Tuesday 21 February 2012

REVIEW: The Woman in Black

  The Woman in Black is the latest film from the newly opened Hammer studio, following the modern-day set The Resident and Wake Wood. This time, the film is more in line with the Hammer horrors of old, featuring as it does a period setting, an old haunted house with a sinister ghost and a Gothic sensibility.

  Daniel Radcliffe plays Arthur Kipps, a recently bereaved single parent who finds it difficult to reconnect with his life and his son. When he is threatened with a sacking, Kipps is more eager than ever to get down to work and to put the past behind him. As a solicitor, he is sent to a remote Northern village to investigate a disputed will. It is not long before Kipps experiences opposition from the secretive locals, all of whom would rather he went away, except Daily (Ciarán Hinds). Daily suggests that the town is caught up in a silly local superstition. Kipps arrives at an old house, once owned by an old woman with a dark family history. Before long, he starts to see strange visions of a woman in black both inside and outside the house, just as the village starts to experience a series of sinister accidents, all involving children.

  The Woman in Black is a ghost story about a vengeful woman holding a small village to ransom.
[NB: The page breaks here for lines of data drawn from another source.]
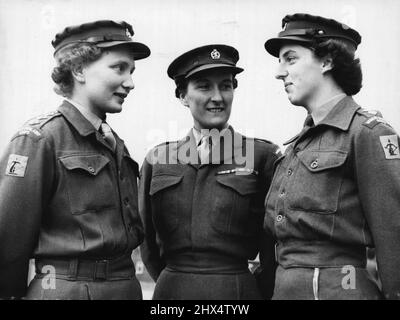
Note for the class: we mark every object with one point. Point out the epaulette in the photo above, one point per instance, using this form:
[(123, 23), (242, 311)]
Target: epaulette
[(42, 119), (277, 150), (263, 140), (166, 143), (374, 117), (33, 126)]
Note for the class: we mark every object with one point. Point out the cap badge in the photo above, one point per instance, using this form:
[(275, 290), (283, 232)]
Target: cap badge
[(215, 54)]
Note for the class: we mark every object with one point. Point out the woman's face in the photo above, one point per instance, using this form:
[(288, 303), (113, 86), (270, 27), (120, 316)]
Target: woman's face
[(108, 80), (209, 98), (301, 73)]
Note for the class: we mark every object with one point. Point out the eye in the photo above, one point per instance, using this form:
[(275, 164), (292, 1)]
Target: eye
[(119, 67), (227, 86), (291, 59), (203, 86)]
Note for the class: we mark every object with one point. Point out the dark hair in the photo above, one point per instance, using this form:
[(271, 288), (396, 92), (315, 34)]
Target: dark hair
[(69, 58), (181, 85), (346, 69)]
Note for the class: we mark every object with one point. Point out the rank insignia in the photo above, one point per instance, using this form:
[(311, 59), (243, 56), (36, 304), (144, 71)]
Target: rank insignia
[(215, 54), (390, 145), (239, 171), (16, 165)]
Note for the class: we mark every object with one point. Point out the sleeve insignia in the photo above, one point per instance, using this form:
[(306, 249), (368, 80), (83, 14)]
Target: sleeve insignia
[(390, 145), (16, 165)]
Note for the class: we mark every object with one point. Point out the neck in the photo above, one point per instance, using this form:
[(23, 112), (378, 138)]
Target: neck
[(84, 102), (327, 91)]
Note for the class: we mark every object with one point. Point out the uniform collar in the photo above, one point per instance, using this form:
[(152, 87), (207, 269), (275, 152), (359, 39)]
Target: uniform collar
[(322, 111), (76, 118), (90, 116), (199, 135), (341, 114)]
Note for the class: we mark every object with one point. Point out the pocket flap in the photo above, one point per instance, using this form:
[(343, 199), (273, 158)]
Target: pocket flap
[(92, 164), (243, 184), (316, 161), (161, 182)]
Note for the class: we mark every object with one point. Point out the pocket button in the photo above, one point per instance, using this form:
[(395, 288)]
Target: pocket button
[(314, 164)]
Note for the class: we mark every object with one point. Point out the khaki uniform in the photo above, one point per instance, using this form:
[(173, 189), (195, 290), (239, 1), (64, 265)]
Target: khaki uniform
[(204, 221), (67, 200), (336, 191)]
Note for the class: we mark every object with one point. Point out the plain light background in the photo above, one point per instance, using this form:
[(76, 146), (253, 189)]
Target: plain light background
[(151, 114)]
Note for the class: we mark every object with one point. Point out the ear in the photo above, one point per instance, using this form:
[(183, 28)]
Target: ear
[(78, 73), (182, 98), (327, 64)]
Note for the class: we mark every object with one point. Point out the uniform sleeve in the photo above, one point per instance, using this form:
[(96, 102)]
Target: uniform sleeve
[(265, 273), (26, 175), (377, 161), (150, 251)]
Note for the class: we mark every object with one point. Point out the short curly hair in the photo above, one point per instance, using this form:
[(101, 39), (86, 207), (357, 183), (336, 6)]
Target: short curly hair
[(69, 58), (346, 69)]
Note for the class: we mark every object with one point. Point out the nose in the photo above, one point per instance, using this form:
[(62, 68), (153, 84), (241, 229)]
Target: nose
[(281, 72), (216, 96), (128, 83)]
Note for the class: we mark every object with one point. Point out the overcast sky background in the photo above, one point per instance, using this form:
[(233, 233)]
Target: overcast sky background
[(151, 114)]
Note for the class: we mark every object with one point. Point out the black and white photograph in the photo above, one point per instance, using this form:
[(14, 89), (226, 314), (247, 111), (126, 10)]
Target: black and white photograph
[(203, 151)]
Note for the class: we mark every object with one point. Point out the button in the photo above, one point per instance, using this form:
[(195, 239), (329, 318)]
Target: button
[(314, 164)]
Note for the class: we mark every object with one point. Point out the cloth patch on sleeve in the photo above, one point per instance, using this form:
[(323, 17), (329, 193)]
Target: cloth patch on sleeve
[(390, 145), (16, 165)]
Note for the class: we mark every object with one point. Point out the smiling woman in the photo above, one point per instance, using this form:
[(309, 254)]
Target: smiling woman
[(202, 218), (71, 179)]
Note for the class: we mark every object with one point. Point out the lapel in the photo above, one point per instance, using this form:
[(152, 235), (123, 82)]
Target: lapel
[(80, 123)]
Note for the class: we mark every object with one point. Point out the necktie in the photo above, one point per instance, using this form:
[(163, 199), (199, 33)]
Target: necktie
[(107, 134), (203, 149)]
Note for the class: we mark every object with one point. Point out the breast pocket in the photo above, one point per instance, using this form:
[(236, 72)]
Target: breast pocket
[(233, 210), (88, 182), (164, 193), (317, 181)]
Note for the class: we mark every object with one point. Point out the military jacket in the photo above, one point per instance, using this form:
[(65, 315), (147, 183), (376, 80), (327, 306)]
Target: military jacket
[(336, 191), (205, 217), (64, 193)]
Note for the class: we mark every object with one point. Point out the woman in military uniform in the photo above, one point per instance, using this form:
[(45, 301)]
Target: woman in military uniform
[(200, 200), (336, 189), (68, 187)]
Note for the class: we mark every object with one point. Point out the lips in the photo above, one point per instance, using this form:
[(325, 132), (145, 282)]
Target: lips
[(121, 95), (287, 84), (215, 110)]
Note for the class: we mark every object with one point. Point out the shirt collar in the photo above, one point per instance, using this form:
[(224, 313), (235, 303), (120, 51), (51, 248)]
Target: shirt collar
[(199, 134), (90, 116), (321, 112), (341, 114)]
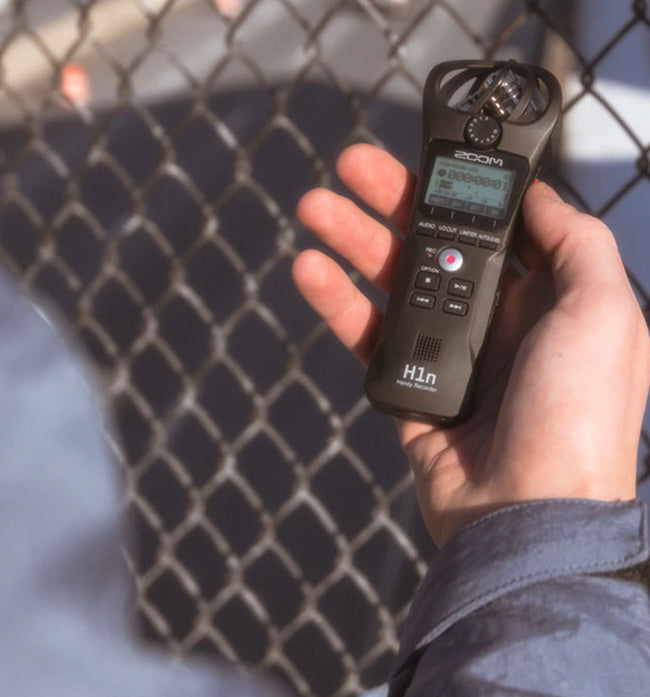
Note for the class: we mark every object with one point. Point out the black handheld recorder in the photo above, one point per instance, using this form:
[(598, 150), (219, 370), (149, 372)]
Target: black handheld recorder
[(486, 126)]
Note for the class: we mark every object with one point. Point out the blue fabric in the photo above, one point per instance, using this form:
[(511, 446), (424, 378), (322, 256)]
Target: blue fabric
[(64, 593), (513, 605)]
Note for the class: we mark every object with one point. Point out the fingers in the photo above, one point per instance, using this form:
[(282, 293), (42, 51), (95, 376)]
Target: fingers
[(379, 180), (347, 311), (344, 227), (581, 250)]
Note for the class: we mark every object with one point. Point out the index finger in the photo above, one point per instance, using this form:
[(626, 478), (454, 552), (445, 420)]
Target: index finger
[(379, 180)]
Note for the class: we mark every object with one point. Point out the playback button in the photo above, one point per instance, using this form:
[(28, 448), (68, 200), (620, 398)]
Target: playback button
[(423, 300)]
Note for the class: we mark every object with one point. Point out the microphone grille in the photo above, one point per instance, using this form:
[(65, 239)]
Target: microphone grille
[(426, 348)]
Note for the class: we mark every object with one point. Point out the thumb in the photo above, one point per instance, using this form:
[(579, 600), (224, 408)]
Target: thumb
[(580, 249)]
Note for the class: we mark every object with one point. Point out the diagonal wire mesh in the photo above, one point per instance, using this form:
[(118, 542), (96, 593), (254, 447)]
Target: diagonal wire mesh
[(152, 155)]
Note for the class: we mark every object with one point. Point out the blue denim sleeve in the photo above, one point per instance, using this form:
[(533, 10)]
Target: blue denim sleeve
[(523, 602)]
As it is, it isn’t anything particularly new and the Hammer trappings merely serve to keep it old-fashioned and slightly out of step. However, in consideration of all the Saw and, now, Paranormal Activity sequels clogging up the multiplexes, an old-style ghost story feels like a breath of fresh air. And, after all, many of the old Hammer horrors are still very good.
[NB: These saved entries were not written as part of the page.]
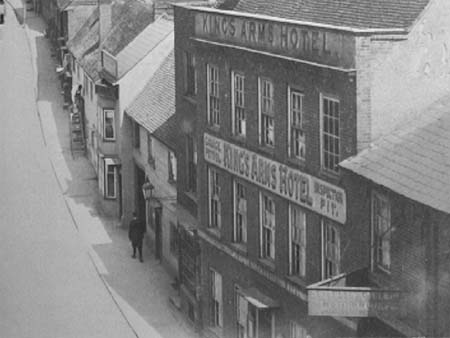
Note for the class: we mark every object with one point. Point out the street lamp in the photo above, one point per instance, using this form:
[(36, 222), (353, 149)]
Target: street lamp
[(147, 189)]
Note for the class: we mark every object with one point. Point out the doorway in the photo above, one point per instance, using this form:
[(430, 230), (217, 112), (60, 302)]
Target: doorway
[(140, 201)]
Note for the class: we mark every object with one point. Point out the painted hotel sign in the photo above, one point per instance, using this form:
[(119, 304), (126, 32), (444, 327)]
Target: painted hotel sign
[(292, 184), (300, 42)]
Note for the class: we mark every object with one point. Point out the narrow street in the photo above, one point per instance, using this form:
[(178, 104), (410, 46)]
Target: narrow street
[(66, 270)]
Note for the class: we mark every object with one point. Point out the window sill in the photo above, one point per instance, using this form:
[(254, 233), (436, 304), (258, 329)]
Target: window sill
[(266, 149), (190, 98), (330, 174), (269, 263), (214, 231), (215, 331), (192, 196), (241, 247), (108, 140), (294, 161), (297, 280)]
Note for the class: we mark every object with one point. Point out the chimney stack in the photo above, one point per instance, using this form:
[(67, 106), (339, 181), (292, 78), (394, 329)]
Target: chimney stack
[(105, 13)]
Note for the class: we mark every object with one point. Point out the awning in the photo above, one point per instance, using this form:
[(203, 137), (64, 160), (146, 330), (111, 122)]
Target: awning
[(258, 299), (112, 161)]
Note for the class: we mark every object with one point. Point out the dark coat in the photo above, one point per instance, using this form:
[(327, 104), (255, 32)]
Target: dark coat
[(136, 230)]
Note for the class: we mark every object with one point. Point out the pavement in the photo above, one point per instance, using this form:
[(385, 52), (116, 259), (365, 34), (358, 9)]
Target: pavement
[(140, 291)]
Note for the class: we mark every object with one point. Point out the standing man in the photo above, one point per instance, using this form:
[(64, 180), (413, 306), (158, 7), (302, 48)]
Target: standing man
[(136, 232)]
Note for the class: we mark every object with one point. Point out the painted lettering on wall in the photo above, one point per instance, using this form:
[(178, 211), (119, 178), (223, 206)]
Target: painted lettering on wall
[(303, 189), (293, 40)]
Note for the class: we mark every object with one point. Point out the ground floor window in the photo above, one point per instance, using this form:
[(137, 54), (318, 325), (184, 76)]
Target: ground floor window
[(331, 249)]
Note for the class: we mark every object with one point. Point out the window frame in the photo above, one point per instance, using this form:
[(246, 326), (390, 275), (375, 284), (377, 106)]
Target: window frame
[(302, 242), (263, 244), (107, 177), (375, 263), (216, 305), (212, 81), (238, 107), (214, 200), (172, 167), (190, 70), (325, 224), (335, 170), (191, 163), (297, 127), (242, 239), (113, 114)]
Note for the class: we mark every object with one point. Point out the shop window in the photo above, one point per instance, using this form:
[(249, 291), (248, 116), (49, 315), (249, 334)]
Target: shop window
[(109, 125), (172, 166), (381, 230), (216, 299), (331, 249), (173, 239), (214, 199), (298, 331), (190, 74), (297, 134), (330, 134), (213, 95), (297, 231), (238, 104), (240, 213), (267, 220), (266, 113), (191, 156)]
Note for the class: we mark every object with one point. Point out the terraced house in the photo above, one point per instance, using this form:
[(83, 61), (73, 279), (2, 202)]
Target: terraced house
[(271, 97)]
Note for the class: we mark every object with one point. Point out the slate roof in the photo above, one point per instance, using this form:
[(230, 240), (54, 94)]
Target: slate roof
[(414, 160), (154, 107), (147, 40), (134, 17), (373, 14)]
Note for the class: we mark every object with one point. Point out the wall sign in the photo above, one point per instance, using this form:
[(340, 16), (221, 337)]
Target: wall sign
[(302, 42), (306, 190)]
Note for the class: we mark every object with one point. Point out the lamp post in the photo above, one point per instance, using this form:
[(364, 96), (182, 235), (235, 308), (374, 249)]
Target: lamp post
[(147, 189)]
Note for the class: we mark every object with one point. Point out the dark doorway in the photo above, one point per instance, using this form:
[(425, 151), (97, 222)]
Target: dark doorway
[(158, 233), (140, 201)]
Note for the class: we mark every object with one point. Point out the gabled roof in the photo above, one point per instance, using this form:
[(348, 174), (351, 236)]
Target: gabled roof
[(368, 14), (413, 161), (134, 17), (155, 105), (86, 38), (146, 41)]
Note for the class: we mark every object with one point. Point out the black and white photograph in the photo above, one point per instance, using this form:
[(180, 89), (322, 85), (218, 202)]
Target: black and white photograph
[(225, 168)]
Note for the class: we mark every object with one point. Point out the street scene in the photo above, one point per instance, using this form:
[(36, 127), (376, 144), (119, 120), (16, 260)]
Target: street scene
[(224, 168)]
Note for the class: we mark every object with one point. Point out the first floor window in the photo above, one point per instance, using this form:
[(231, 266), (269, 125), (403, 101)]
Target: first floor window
[(240, 216), (267, 227), (238, 104), (172, 164), (110, 177), (381, 229), (216, 298), (330, 134), (266, 112), (214, 199), (108, 124), (297, 226), (331, 249), (191, 156), (213, 95), (297, 134)]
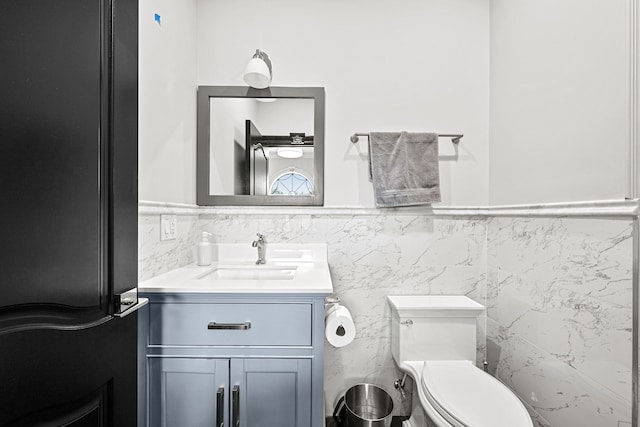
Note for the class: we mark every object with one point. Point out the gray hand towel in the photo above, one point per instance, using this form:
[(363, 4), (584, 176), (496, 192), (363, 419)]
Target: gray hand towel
[(404, 168)]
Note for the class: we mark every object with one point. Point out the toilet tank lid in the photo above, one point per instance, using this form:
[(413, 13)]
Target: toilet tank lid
[(434, 306)]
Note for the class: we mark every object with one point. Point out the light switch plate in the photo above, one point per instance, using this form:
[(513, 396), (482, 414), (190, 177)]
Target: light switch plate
[(168, 227)]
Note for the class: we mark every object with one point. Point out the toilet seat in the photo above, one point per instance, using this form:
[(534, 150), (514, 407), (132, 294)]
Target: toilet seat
[(465, 396)]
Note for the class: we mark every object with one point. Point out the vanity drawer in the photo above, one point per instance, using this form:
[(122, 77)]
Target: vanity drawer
[(230, 324)]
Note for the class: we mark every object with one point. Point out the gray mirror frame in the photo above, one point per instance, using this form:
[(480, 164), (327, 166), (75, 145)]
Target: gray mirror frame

  In keeping with these older films, The Woman in Black avoids using the modern gimmicks. There is, thankfully, no 3-D and the film is free of in-jokes and irony. The film doesn’t use very much CGI and the gore is kept to a level required for a 12A rating. What it does have, however, are jumps. In fact, the film relies almost solely on jumps to achieve its effect. As a result, the first half hour of set-up is full of loud birds bursting out of chimneys and unpredictable clogged-up sinks. When the woman in black first appears, the film seems to promise that the jumps are over and that the chills from thereon will be less overt and predictable. But they aren’t. The film largely drops atmospherics (the very thing that made so many of the older Hammer still work today), packed instead with so many jumps that you become somewhat desensitised to them. Even a few cleverly constructed or imaginative ones pass by without much notice as another, duller jump quickly follows. They are so constant that you can’t help but think that the woman in black is not dangerous at all and is merely tormenting poor Kipps for her own amusement. In fact, one sequence in which the woman makes a lot of noise in a locked room, driving Kipps to run downstairs for an axe, only to open it for him when he returns, gives the impression of a ghost with a mischievous sense of humour. This isn’t particularly helped by the film’s insistence that old toys are terrifying if covered in cobwebs and lit from below.
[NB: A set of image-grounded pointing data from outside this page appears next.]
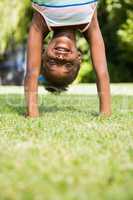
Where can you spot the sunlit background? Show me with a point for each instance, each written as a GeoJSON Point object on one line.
{"type": "Point", "coordinates": [116, 22]}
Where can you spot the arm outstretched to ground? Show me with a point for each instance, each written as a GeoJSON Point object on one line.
{"type": "Point", "coordinates": [38, 31]}
{"type": "Point", "coordinates": [97, 48]}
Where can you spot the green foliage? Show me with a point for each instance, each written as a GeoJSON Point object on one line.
{"type": "Point", "coordinates": [116, 21]}
{"type": "Point", "coordinates": [14, 19]}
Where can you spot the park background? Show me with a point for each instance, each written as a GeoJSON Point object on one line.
{"type": "Point", "coordinates": [69, 152]}
{"type": "Point", "coordinates": [116, 22]}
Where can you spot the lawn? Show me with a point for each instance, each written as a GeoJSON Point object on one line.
{"type": "Point", "coordinates": [69, 153]}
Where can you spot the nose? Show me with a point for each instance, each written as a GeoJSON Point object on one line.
{"type": "Point", "coordinates": [60, 55]}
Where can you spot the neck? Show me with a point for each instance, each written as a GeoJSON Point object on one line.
{"type": "Point", "coordinates": [65, 33]}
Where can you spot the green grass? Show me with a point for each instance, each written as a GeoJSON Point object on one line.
{"type": "Point", "coordinates": [69, 153]}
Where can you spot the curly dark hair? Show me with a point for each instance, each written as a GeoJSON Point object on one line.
{"type": "Point", "coordinates": [58, 85]}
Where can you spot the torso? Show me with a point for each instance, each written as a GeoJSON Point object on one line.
{"type": "Point", "coordinates": [75, 14]}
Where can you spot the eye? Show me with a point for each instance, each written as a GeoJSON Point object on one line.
{"type": "Point", "coordinates": [51, 62]}
{"type": "Point", "coordinates": [69, 65]}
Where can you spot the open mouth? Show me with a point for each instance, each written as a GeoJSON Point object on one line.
{"type": "Point", "coordinates": [62, 49]}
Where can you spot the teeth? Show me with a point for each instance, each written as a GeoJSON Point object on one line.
{"type": "Point", "coordinates": [62, 49]}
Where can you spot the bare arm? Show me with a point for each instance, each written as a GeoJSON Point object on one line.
{"type": "Point", "coordinates": [97, 48]}
{"type": "Point", "coordinates": [38, 30]}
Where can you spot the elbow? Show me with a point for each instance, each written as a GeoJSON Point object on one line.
{"type": "Point", "coordinates": [104, 76]}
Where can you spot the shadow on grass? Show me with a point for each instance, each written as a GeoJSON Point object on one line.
{"type": "Point", "coordinates": [14, 104]}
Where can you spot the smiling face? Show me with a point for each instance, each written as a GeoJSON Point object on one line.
{"type": "Point", "coordinates": [61, 60]}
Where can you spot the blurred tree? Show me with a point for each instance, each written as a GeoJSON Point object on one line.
{"type": "Point", "coordinates": [14, 20]}
{"type": "Point", "coordinates": [116, 21]}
  The film’s other problem is the casting of Daniel Radcliffe. Though he is much better here than his bland incarnation of a well-known boy wizard, he is playing a character that should be at least ten years older than he is. Seeing Radcliffe with someone who is supposed to be his son at the film’s beginning proves to be distracting. However, Radcliffe turns out a good performance, one that offer hope that some day he might come out from under the shadow of his previous big role. In one scene, Radcliffe has to swim through a huge amount of mud and, for some reason, you find yourself willing on Radcliffe the actor rather than Kipps the solicitor. Maybe because Radcliffe seems so desperate to prove himself as an actor.

  Not without its moments, The Woman in Black can be imaginatively directed and well written, despite an emphasis on jumps over atmospherics. It is also a horror film with characters that it is easy to care about, which has become increasingly rare. And, like all those old Hammer films, it is very entertaining.